Persimmons by Avah Dodson

I remember the first time I met you. I remember it because I thought you were weird.

But, if we’re being honest, who wouldn’t? Even fourth graders know that when you’re going around in a circle saying your favorite fruit, you say something common and normal. Strawberries. Apples. Peaches.

But no, you looked up with your tangled, floppy hair and your running fingers and said, persimmons, like you knew you were going to be the kid pushed down on the playground later. Like you knew simple fruits would always be beyond you, just like our little town, just like our rusted fourth-grade classroom and its threadbare carpet. Your fingers constantly moved, picking at the loose threads of that carpet. I saw your hangnails from across the room; your left thumb was already bleeding. I remember looking down at my own chewed nails and being angry at myself. I didn’t want to be anything like you.

You were weird.

The second time I met you was a month later, on the playground after school, once all the other kids had gone home. I’d pretended to lose my red jacket by the monkey bars so I could have an excuse to be late if Mom forgot to pick me up. You’d crouched in the tanbark clutching a baby bird to your chest. It was dying, the kind of death even a fourth grader could see, shadowed in its crooked wings and the flies buzzing around it like they knew its flesh would empty soon enough.

Don’t touch it, I said to you, feeling stupid, but you looked at me, and all I could think was that you must have been peering into another world. Your cheeks were wet from tears, and your knees were cut from digging into the tanbark. You just clutched the bird closer to your chest like your heart was breaking.

My heart broke too, then, a little bit, because little birds should not know death so young and neither should little boys.

I asked you why you even cared, and you told me, because no one else will. And then, I saw in you a certain kind of goodness to love things that are unwanted: the kind that bears its teeth like steel, the kind that has you stand vigil over a bird as it shivers and dies, because it is a sad thing, to be your only mourner, to not have anyone to hold you as you grow cold. I thought you must have been what death looked like, but I didn’t say it out loud. I will never say enough of my thoughts about you out loud.

You stood there until your tears had seeped into the soil, and it was only then, after you wordlessly handed me my red jacket with a glance that made me feel like a persimmon with its skin peeled off, like a threadbare carpet picked apart, that you told me your name.

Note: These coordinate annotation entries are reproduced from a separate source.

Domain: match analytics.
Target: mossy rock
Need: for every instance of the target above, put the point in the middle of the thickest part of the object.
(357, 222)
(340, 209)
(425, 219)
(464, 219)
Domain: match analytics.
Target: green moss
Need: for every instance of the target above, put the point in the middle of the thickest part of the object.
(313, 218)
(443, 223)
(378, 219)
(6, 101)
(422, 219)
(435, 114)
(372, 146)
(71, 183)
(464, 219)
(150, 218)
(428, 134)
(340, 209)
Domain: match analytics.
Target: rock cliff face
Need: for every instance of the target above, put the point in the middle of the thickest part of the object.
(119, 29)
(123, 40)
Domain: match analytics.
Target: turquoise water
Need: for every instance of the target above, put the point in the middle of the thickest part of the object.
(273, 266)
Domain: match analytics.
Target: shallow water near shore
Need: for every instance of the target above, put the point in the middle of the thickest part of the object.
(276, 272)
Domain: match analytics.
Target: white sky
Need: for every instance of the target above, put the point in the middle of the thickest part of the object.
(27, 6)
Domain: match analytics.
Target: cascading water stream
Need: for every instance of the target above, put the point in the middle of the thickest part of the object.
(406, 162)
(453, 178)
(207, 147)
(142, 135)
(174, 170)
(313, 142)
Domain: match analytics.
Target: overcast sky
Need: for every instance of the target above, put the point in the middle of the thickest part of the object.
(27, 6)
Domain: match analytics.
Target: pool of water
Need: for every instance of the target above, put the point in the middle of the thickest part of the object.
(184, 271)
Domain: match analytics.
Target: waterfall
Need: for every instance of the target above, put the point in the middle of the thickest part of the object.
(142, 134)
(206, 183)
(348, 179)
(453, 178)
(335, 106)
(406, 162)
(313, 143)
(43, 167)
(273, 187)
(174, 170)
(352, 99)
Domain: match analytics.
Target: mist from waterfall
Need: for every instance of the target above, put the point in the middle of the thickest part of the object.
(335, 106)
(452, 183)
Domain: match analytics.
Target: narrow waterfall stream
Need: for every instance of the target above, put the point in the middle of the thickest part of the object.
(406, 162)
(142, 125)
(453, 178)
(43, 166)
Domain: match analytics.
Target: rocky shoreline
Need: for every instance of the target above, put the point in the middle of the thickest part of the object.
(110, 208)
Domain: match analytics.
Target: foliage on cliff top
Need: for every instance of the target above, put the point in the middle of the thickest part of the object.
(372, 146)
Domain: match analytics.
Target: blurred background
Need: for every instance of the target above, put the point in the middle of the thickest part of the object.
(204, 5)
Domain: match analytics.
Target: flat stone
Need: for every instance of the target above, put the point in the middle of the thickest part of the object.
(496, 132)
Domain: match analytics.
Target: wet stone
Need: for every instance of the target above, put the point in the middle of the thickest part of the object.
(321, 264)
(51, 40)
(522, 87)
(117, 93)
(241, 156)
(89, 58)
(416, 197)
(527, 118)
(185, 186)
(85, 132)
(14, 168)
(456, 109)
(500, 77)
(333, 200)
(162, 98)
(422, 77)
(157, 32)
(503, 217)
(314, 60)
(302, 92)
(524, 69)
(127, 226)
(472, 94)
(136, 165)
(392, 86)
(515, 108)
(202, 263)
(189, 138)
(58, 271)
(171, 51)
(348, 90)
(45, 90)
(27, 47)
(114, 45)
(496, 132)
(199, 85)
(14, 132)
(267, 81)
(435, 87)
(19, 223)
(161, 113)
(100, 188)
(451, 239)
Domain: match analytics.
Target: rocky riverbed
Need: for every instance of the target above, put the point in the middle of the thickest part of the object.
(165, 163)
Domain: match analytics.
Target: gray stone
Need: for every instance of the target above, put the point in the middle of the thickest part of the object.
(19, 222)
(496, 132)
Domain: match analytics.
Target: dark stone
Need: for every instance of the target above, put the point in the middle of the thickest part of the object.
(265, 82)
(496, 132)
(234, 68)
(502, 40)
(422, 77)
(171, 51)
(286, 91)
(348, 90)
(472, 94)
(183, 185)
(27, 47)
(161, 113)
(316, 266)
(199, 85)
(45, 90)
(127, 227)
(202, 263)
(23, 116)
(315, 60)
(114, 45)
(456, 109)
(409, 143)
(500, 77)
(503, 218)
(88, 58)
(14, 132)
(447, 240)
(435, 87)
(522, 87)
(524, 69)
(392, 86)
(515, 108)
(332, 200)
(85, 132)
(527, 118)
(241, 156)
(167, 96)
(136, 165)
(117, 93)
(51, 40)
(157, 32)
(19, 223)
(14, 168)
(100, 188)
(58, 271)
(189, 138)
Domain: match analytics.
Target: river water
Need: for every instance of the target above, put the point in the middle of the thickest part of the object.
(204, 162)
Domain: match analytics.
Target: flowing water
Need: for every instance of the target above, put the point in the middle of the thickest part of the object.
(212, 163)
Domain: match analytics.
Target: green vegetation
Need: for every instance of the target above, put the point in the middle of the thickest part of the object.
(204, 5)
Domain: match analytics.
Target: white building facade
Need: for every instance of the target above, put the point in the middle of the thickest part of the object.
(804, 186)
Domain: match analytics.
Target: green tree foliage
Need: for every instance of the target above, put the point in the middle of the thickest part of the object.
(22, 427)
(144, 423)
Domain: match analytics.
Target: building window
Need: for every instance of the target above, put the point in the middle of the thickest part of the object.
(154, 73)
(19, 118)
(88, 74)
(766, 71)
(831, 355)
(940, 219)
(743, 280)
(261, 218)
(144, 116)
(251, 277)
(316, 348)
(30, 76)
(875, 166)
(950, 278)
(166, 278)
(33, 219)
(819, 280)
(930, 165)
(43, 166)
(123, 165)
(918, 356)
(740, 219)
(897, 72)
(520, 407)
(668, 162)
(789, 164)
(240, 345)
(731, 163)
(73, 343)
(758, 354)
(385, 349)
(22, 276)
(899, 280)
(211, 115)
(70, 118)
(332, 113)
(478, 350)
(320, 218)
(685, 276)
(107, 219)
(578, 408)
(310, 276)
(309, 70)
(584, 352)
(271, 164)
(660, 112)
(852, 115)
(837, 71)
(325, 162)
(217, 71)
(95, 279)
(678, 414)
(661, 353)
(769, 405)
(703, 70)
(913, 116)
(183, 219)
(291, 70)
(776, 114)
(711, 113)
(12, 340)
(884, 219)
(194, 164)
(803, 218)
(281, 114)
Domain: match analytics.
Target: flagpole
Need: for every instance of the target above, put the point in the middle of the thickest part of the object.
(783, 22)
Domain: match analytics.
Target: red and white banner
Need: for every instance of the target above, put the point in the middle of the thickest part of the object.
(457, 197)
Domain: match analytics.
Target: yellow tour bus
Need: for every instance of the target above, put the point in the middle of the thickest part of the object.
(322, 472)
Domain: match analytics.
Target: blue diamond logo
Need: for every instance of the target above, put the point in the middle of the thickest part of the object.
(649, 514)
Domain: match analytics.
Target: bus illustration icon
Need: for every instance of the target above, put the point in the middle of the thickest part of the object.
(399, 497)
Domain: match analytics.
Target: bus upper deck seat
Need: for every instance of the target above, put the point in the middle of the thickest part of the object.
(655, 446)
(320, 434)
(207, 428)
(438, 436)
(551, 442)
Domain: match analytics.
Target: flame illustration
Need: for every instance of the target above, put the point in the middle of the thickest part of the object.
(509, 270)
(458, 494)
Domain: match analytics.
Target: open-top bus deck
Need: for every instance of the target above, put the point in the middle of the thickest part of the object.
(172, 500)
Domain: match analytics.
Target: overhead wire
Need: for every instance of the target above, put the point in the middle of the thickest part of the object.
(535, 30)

The third time I met you, we were laughing at the Star Wars posters you’d hung up when you were a kid and obsessed with Mace Windu and never got around to taking down. We laughed until the front door slammed, and your face went white in the way that I knew to hold my breath. You grabbed my hand and whispered, come on, and we climbed through the fire escape to the roof. I stayed quiet because I knew about being scared to bring people home because you didn’t know whether your mom was having a good day or a bad day, so I laid on my back with you and we made up stories about the constellations in the sky, shining heroes who fought battles against villains with claws and scales instead of skin and bones, heroes who got to come home after, and everyone was happy in the end. I asked you why you liked persimmons, and you told me persimmons taste different every time you try them. I laughed and asked why you would ever want that, and you said your greatest fear was that things would always stay the same. That was the night I first realized who you were, how you saw the world—as a place to climb out of, through the fire escape, to the stars.

The fourth time I held you as you sobbed in my arms outside the hospital lobby, your body shook like a leaf in a storm. I ran my fingers through your tangled hair and wrapped my arms over your back like I could hold you together with just my hands, hold you together as you shattered over and over again like a beer bottle thrown against a wall. I decided then that I loved you—this boy who breaks at the sight of dying birds and bent wings, who mourns the death of a father who cared with his fists and not his heart, who laughs at the sound of thunder and rain and smiles like sunlight, who loves persimmons because they are strange and unpredictable. You were my fire escape from the sounds of prescription bottles clinking on the counter and the look that entered my mother’s eyes on the days she wouldn’t get out of bed.

That night, I kissed you as if I were a girl who believed in love, and you kissed me back, and it was almost enough.

But I am the villain of the story, the monster on the hill, the one the hero must fight to win the battle and go home.

The next day, I woke up before you and saw the acceptance letter on the coffee table.

I begged you to stay. But you were always meant for more than our small town. You were always meant for more than me. You left me sitting at your table, looking out the window at the leafy tree in your backyard, dotted with orange persimmons.